Tokyo izakaya alley under elevated train tracks

Yurakucho Sukiyabashi Crossing

Office-Tokyo’s answer to Shibuya Scramble — same evening-rush volume, vintage Showa underpass, JR-track izakaya next door, almost no tourists.

Nick van der Blom · Founder & Travel Writer
Extensively researched

Office-Tokyo’s answer to Shibuya Scramble — same evening-rush volume, vintage Showa underpass, JR-track izakaya next door, almost no tourists.

Sukiyabashi Crossing sits at the Yurakucho/Ginza border — a five-way intersection that handles roughly the same evening-rush pedestrian volume as Shibuya Scramble, but populated with office workers, not tourists. The vintage Showa-era underpass Yurakucho Sanchoku Inshokugai next door is a different Tokyo from the one in postcards.

What to Expect

Yurakucho Sukiyabashi Crossing at evening rush

Stand at the southwest corner — the Sony Building side — and watch the cycle: when the lights go green, four streams of office workers cross simultaneously, neon from Ginza on one side, the Yurakucho Mullion department store on the other.

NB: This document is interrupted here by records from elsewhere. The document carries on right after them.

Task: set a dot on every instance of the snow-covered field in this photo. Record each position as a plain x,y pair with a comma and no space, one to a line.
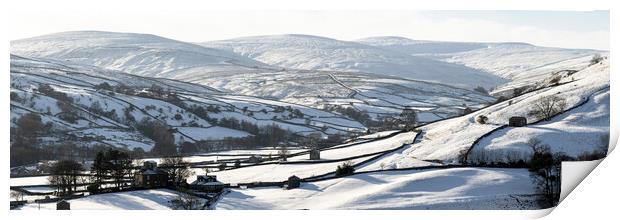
292,81
156,199
457,188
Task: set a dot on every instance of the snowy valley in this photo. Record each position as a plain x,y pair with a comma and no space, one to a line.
299,121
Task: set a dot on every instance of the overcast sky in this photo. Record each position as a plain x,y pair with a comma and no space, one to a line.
589,29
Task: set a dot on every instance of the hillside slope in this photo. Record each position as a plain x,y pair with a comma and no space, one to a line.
139,54
108,115
320,53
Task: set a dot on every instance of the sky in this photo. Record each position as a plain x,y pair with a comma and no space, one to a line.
567,29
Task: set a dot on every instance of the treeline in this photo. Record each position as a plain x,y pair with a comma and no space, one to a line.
544,165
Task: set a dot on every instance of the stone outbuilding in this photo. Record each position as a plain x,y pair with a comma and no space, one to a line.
254,159
517,121
207,183
150,176
315,154
293,182
63,205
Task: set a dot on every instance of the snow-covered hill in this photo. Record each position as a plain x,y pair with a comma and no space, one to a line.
139,54
521,63
106,116
320,53
380,96
574,132
459,188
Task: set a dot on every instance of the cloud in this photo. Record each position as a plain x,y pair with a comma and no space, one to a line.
197,26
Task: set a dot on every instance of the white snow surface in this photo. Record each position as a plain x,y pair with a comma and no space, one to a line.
155,199
457,188
320,53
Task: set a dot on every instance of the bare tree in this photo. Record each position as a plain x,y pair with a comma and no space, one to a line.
596,59
186,201
17,195
65,176
283,152
548,106
177,168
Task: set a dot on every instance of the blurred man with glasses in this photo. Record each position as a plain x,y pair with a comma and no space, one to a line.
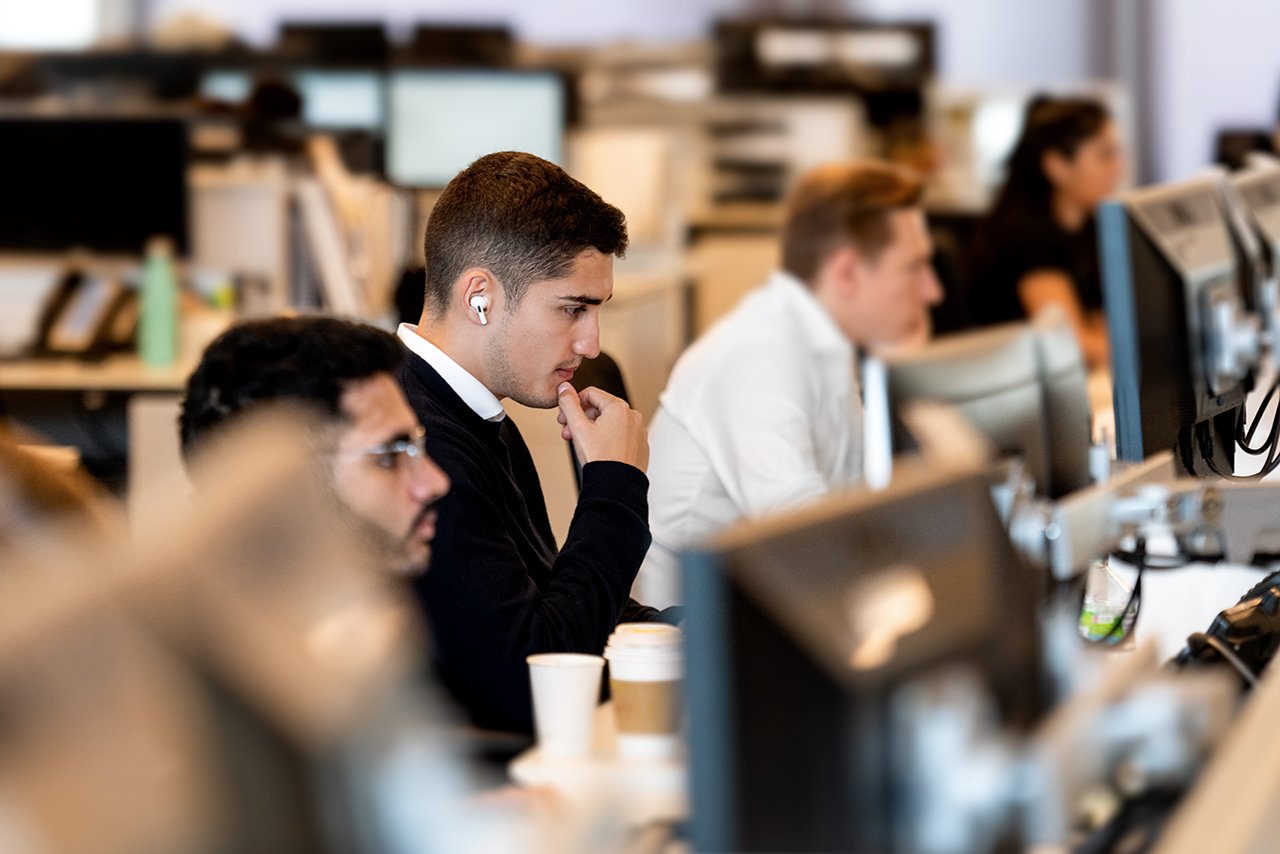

Visually it’s 80% of Shibuya Scramble; tourist-density is 5%.

The under-tracks Yurakucho Sanchoku Inshokugai izakaya alley runs along the JR Yamanote viaduct east toward Hibiya — wood-counter yakitori, beer-and-nikomi joints, salarymen ten-deep at 19:00. Photographable, eatable, no English menu but pointing works.

How to Get There

Getting There

  1. 1
    Take JR Yamanote/Keihin-Tohoku Line → Yurakucho Station
    2 min¥150
  2. 2
    Exit Ginza-side and walk → Sukiyabashi Crossing
    3 minfree
  1. 1
    Take Tokyo Metro Hibiya Line → Hibiya
    12 min¥210
  2. 2
    Walk to Yurakucho → Sukiyabashi Crossing
    5 minfree

Tips

  • Weekday 18:00–20:00 is the moment. Friday best — full salaryman exodus, izakaya alley packed.
  • Eat in the under-tracks alley. Walk in, find an empty stool, point at what your neighbour’s eating. Beer + 3 yakitori = ¥1,500.
  • Imperial Hotel garden. 10 minutes walk; 1923 Frank Lloyd Wright lobby corner survives in the courtyard.
  • Pair with Ginza walk. Cross to Ginza for night-shopping after; the two together = a complete office-Tokyo evening.

FAQ

Is Sukiyabashi really like Shibuya?

In pedestrian volume yes — peak evening matches it within 10%. In tourist count, no — almost zero foreign visitors. The crossing is functional, not photographed.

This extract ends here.